Ibadah KKR: Rakyat Paniai Harus Berdamai

PANIAI, SUARAPAPUA.com — Ibadah Kebaktian Kebangunan Rohani (KKR) “Paniai Bersyukur dan doa rekonsiliasi perdamaian dan pemulihan kota Enarotali” berlangsung meriah dengan dipadati ribuan umat kristiani di lapangan Karel Gobay Enarotali, KamisĀ (22/11/2018).

Ibadah bersama para misionaris dan masyarakat ini digelar untuk menyambut pemerintahan baru Kabupaten Paniai periode 2013-2018 yang akan dipimpin oleh bupati dan Wakil Bupati terpilih, Pilot Meki Nawipa dan Oktopianus Gobai.

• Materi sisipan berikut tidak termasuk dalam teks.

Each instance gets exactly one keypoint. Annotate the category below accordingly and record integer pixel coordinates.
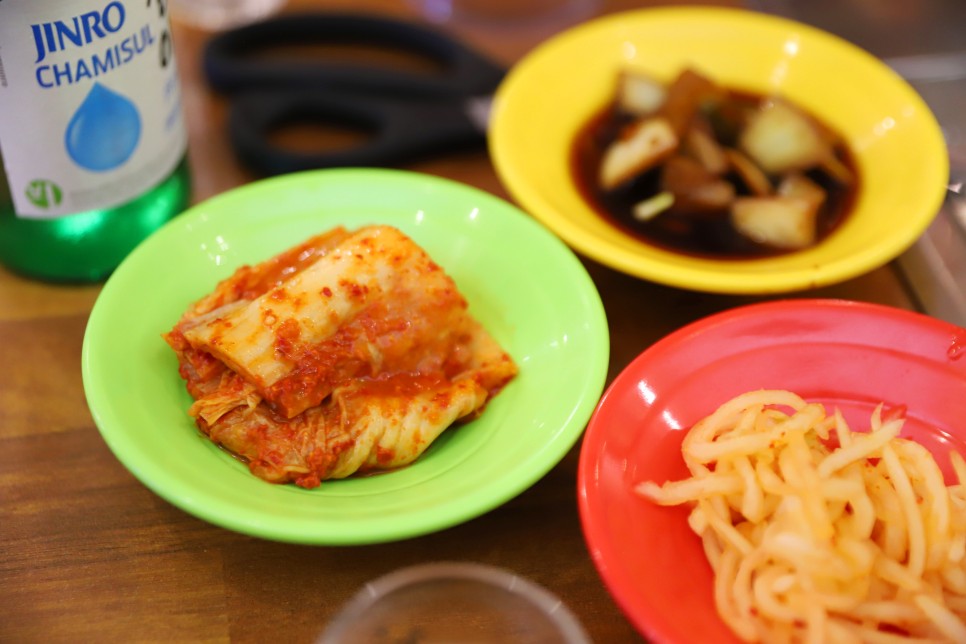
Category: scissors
(409, 115)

Misionaris John Reginald Raszmann, melalui khotbanya yang terambil dari kitab Kolose, 1: 21-23 mengatakan, saatnya tanah dan semua orang Paniai di rekonsiliasi oleh kasih karunia dan urapan Tuhan Yesus.

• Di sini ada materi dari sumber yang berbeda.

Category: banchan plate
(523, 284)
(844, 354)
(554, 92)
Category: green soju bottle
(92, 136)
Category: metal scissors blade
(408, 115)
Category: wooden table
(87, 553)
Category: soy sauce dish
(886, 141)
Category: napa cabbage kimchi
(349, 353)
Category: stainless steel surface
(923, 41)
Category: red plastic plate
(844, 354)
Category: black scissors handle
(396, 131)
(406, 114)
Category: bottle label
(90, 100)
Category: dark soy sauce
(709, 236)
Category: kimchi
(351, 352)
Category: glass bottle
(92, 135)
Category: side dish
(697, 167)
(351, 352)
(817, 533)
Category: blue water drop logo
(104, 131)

“Kata rekonsiliasi artinya memulihkan, maka mari kita memulihkan kedamaian di atas tanah ini. Terhadap siapa? terhadap Tuhan, sesama, alam dan bahkan semua makhluk hidup yang ada,” ucap ohn Reginald kepada ribuan umat kristiani yang menghadiri ibadah KKR tersebut.

Ia mengatakan, tanpa rekonsiliasi jalan menuju pintu perubahan akan terus tertutup, dan segala sesuatu yang bertentangan dengan Firman Allah akan terus tumbuh subur, sehingga mudah sekali membuat dosa.

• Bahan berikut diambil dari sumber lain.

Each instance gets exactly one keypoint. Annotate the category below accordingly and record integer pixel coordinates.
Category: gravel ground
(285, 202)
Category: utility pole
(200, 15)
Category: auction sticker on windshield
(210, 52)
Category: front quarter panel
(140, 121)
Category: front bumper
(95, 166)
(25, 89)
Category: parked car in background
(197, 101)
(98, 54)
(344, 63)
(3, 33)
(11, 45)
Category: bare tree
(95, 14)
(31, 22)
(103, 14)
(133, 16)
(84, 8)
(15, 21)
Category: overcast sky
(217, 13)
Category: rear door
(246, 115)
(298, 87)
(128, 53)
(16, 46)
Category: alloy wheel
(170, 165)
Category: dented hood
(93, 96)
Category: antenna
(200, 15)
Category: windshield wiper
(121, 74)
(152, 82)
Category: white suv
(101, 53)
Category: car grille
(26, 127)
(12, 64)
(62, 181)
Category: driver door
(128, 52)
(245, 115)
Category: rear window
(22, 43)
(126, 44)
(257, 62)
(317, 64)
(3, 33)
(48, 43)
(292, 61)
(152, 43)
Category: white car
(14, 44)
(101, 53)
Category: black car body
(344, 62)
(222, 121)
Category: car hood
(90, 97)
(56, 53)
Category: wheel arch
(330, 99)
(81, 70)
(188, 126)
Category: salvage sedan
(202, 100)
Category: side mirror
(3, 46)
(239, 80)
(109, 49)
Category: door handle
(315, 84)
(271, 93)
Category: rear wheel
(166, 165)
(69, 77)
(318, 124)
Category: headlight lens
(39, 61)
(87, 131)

“Menyalahi orang lain padahal diri kita yang salah, bohong, tidak peduli dengan sesama dan lain-lainnya. Itu semua karena kita belum sepenuhnya dibersihkan oleh Tuhan Yesus,” bebernya.

Untuk melepas semua itu, ia mengajak umat untuk harus mau direkonsiliasi dengan cara menyerahkan diri sepenuhnya kepada Tuhan.

“Karena kalau kita berubah tentu daerah ini juga akan ikut berubah. Maka pada kesempatan ini mari serahkan diri secara total kepada Tuhan.”

Yehuda Gobai, dalam ibadah KKR itu mengajak umat supaya jadikan Paniai sebagai daerah terang kemuliaan Allah untuk Papua dan bangsa-bangsa di seluruh dunia.

“Mari kita tinggalkan semua dosa-dosa masa lalu kita. Yang masih simpan dendam dengan sesama kepada siapa saja – hari ini tidak boleh lagi. Kita harus bersatu dalam terang kemuliaan Allah demi perubahan daerah Paniai yang kita cintai ini,” ajak Gobai.